This is a way dividing the image into up to three types of Shapes. The method uses the principle of watershed segmentation applied to the slope (or differential) image of the Detection Image. The slope image is equivalent to the Gradient Norm of the Detection Image. Watersheds (ridges) in the slope image corresponds to regions of maximal slope in the Detection image, e.g. at the border of Particles of Pores. As the water basins are found in the Slope Image the type (Particle, Pore or Plateau) has to be evaluated afterwards using the Detection Image as described below.
Check this on in order to detect Particles. In this Detection Method Particles are defined as Shapes with a Plateau Index larger than the Plateau Range value (which is zero by default). Put in other words: If most of the Shape's interior is higher than the mean height at its periphery it will be categorized as a Particle – in this context “most” is the fraction given by the Plateau Range value. See also Plateau Range below.
Check this on in order to detect Pores. In this Detection Method Pores are defined as Shapes with a Plateau Index less than minus the Plateau Range value (which is zero by default). I.e. if most of the Shape's interior is lower than the mean height at its periphery it will be categorized as a Pore – in this context “most” is the fraction given by the Plateau Range value. See also Plateau Range below.
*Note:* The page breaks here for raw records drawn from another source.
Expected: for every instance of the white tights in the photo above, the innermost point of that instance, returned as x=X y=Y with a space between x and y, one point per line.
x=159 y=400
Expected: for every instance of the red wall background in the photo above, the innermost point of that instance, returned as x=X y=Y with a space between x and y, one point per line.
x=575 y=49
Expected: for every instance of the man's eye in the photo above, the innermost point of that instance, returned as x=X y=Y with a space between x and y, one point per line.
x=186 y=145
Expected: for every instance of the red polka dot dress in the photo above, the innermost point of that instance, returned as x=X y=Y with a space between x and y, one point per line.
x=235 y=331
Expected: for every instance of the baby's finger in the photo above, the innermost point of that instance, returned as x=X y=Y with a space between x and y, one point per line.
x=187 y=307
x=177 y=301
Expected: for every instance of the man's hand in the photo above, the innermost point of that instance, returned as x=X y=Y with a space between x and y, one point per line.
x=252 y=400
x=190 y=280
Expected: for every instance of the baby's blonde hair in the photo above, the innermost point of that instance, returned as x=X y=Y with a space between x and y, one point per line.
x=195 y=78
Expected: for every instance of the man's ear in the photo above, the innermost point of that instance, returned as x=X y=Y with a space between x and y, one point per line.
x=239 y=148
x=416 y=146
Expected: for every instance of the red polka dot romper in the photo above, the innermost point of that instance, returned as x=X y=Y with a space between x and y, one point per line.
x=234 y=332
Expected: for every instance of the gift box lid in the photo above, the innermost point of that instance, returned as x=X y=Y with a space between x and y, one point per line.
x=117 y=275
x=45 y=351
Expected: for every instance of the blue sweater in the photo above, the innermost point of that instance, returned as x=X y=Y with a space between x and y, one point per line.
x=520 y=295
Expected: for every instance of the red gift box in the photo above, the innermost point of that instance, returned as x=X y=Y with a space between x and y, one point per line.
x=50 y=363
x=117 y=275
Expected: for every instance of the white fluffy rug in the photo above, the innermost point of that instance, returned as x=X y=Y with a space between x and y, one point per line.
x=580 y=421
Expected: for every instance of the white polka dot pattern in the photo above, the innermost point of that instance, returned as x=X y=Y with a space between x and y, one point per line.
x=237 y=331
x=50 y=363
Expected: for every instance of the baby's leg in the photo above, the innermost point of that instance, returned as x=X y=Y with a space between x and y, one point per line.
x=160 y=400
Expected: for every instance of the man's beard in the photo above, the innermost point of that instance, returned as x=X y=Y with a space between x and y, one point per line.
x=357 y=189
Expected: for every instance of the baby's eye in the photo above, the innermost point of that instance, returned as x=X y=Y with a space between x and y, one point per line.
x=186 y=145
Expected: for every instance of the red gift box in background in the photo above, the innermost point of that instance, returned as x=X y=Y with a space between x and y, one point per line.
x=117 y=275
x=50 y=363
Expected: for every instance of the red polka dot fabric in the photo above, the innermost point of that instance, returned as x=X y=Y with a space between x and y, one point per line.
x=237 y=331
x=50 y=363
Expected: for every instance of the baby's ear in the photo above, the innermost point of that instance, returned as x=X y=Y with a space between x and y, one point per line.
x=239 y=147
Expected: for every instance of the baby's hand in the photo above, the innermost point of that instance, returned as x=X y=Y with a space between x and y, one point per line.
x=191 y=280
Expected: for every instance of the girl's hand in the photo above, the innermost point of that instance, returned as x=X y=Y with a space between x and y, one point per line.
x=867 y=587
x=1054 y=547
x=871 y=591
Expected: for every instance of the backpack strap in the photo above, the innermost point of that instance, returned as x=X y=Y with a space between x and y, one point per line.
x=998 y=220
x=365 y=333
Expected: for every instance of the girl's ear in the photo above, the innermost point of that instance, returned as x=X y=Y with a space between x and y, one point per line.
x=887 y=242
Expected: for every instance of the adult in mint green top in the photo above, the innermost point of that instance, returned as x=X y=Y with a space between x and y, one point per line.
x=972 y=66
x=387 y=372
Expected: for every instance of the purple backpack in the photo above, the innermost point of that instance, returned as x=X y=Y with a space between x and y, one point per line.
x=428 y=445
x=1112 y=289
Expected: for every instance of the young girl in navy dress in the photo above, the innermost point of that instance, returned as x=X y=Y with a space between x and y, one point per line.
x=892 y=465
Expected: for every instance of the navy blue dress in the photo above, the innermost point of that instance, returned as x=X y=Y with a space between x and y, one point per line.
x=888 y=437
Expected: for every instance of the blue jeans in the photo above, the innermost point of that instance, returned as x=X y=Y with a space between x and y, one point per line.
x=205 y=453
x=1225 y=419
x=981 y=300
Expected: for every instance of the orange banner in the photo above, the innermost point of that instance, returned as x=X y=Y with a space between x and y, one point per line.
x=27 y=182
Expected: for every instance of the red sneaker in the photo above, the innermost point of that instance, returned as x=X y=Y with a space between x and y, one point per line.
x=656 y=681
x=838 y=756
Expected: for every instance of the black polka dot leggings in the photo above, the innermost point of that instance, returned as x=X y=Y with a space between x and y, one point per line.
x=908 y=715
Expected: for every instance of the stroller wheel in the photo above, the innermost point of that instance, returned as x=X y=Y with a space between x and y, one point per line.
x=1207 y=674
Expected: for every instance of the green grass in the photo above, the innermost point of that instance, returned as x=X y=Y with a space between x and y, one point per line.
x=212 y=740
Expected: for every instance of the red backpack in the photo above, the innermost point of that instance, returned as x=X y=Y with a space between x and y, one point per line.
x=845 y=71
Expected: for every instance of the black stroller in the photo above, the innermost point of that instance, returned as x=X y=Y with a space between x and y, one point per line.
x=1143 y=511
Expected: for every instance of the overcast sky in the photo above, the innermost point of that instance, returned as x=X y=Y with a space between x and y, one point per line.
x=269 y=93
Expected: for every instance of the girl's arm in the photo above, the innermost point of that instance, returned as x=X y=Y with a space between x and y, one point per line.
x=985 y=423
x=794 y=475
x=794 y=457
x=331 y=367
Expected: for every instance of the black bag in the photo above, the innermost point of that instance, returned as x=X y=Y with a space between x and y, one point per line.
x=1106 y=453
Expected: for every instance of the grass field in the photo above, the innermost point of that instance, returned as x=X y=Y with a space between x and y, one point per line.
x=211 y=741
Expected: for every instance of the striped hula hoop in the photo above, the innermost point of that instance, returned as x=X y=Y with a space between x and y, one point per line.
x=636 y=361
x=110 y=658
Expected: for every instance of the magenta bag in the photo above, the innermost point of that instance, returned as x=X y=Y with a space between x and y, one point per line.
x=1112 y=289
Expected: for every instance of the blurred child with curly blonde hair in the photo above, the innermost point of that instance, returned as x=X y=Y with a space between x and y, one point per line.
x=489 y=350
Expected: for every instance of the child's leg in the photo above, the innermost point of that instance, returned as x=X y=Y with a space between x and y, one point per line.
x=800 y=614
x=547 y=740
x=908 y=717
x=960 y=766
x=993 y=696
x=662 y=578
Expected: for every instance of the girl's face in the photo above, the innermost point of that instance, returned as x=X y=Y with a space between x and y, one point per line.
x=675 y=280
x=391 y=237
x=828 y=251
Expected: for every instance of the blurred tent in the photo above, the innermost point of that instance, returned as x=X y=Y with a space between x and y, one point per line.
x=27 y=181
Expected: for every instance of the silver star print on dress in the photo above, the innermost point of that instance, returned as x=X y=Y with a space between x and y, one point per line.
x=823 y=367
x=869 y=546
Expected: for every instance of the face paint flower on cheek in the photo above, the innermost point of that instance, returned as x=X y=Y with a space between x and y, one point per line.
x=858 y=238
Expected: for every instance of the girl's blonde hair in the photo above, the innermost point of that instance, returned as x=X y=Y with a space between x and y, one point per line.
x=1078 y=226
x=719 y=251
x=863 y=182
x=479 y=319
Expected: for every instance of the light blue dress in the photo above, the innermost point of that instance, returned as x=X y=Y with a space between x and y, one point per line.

Check this on in order to detect Plateaus. Plateaus are defined as Shapes with a Plateau Index (see definition for Plateau Index) inside the Plateau Range. When the Plateau Range is +/- 0.00 no Shapes will become Plateaus. See also Plateau Range below.
If the features in the image are part Particle and part Pore (high/low or bright and dark), then a good trick is to detect Plateaus only, and set the Plateau Range all the way up to 1. In this case it will often be a good idea to uncheck “Include Shapes on Borders” on the Post Processing tab, as background might otherwise be reported as one big Plateau.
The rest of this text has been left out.